Following the cancellation of the Keys concert, the council’s executive board docketed a bill to authorize the HCC to bid on artists for a fall concert in Gordon Track to compensate for the cancelled concert.

The bill grants $20,000 to HCC to bid on artists from a list of 23 possibilities. The bill tentatively scheduled the concert for Nov. 13.

In addition to the concert bid bill, the executive board docketed a second bill that would authorize the council’s Campus Life Committee (CLC) to bid on a comedian for an October performance in Sanders Theatre with logistical advice from the HCC.

Council President Matthew W. Mahan ’05 tried to expedite the process by calling for an unprecedented e-mail vote on the bills during the final week of the summer.

“I think it’s important that we do this now rather than allow four more weeks to pass, at which point we will be hard-pressed to secure the kinds of acts we can get if we move right now,” Mahan wrote.

But after six days of debate on UC General about the constitutionality of holding such an e-mail vote over the summer without an actual meeting, Mahan postponed the vote until a meeting can be held this Friday.

“Waiting another week or so will hurt our chances of having a popular concert in the fall and will exacerbate the difficulties of this whole process for the HCC, but I am unwilling to risk dividing the Council and attracting negative press to the Council as we begin a new semester,” Mahan wrote.

Mahan’s e-mail came shortly after council parliamentarian E.E. Keenan ’07 told the council’s open list that the e-mail vote would violate the council’s bylaws and constitution.

Keenan and other council members highlighted the fact that a vote on a bill in the absence of a meeting would require a suspension of bylaws, but such a suspension would itself require a meeting in the first place.

“The bylaws already ban any meeting during the summer, and they also ban, in my opinion, passing legislation in the total absence of a meeting,” Keenan said.

Council members also debated the degree of similarity between the current concert authorization bill and the one passed by the council in May.

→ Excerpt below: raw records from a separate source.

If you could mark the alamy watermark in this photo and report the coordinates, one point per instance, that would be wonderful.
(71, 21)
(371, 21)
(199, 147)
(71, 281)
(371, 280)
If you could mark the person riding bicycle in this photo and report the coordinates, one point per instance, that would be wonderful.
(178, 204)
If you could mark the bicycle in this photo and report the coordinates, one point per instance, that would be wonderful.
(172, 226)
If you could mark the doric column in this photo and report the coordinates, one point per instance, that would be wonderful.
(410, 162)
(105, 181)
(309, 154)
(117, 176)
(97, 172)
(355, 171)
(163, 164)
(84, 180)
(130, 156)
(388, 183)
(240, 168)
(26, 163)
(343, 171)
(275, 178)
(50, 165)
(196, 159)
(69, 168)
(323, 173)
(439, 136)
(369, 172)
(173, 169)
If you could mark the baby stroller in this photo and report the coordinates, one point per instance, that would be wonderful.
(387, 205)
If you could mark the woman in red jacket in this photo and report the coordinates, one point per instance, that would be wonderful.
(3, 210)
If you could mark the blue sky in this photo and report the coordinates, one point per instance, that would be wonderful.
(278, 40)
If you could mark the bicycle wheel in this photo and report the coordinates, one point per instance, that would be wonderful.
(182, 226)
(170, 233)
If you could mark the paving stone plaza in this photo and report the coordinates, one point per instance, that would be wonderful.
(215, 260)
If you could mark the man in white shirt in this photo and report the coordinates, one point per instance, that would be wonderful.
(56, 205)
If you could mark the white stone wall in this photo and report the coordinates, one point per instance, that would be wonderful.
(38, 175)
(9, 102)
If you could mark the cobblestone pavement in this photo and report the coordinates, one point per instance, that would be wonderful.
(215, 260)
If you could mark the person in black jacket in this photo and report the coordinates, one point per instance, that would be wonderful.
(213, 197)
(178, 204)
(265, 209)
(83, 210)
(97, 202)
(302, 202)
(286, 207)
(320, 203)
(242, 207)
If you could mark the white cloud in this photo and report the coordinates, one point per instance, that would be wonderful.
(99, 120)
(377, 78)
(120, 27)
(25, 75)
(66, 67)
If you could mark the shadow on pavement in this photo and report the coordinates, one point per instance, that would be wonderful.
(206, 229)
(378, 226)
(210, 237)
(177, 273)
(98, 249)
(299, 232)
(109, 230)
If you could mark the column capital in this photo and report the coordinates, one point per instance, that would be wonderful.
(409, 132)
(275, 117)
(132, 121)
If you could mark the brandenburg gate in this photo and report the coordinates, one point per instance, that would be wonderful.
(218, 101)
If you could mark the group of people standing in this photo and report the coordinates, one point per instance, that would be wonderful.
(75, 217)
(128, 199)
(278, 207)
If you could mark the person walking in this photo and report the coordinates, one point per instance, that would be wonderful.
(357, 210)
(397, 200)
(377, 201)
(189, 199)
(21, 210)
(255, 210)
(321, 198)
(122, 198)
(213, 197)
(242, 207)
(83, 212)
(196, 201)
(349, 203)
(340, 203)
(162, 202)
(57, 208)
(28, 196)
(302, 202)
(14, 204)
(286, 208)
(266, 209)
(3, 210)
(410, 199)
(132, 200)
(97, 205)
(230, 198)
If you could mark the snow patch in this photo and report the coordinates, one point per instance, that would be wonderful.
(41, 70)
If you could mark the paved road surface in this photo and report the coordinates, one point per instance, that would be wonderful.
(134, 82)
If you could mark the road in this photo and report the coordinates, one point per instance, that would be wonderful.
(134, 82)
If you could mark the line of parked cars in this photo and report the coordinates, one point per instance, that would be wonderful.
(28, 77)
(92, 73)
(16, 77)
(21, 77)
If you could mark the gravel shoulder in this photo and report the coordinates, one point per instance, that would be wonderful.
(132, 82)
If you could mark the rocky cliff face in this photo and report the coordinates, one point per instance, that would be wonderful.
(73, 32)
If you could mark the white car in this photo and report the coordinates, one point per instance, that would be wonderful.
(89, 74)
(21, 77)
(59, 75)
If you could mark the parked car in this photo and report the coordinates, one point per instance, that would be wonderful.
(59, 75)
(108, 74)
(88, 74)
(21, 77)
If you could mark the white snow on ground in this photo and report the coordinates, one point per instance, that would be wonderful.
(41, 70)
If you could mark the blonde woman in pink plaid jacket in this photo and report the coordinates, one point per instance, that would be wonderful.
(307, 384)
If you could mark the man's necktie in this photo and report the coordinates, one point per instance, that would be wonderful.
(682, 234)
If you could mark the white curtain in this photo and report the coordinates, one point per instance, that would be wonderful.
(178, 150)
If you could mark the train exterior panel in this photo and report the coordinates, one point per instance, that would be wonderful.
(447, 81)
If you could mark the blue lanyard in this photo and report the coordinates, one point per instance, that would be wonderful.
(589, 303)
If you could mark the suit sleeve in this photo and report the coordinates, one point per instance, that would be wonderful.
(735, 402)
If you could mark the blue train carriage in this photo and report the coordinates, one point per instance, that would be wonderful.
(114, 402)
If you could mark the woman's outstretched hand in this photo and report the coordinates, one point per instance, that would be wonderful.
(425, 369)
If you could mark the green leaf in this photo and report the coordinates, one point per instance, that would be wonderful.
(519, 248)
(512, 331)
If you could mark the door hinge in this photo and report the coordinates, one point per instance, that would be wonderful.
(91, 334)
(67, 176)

While some argued that the council had essentially already approved the bills in May, others pointed to differences: the proposed bill does not call for an AIDS benefit concert; the money will now be granted instead of loaned; and the HCC did not list the potential artists in order of preference as they did in the spring.

Haan said that he intentionally did not list the artists in order of bid preference as part of a larger plan for the HCC to gain more autonomy from the council.

“The concert commission sees and agrees with the necessity for council oversight, but at this point we are at a stage in the process where things are very inflexible,” Haan said.

“Before we start bidding on an artist it is very hard to know what is going to come out of it, so it is very hard to prioritize them.”

The council will meet this Friday to discuss and vote on the two authorization bills, and will continue to debate the relationship between the HCC and the council as well as the prospects for e-mail voting in the future, Mahan wrote in an e-mail.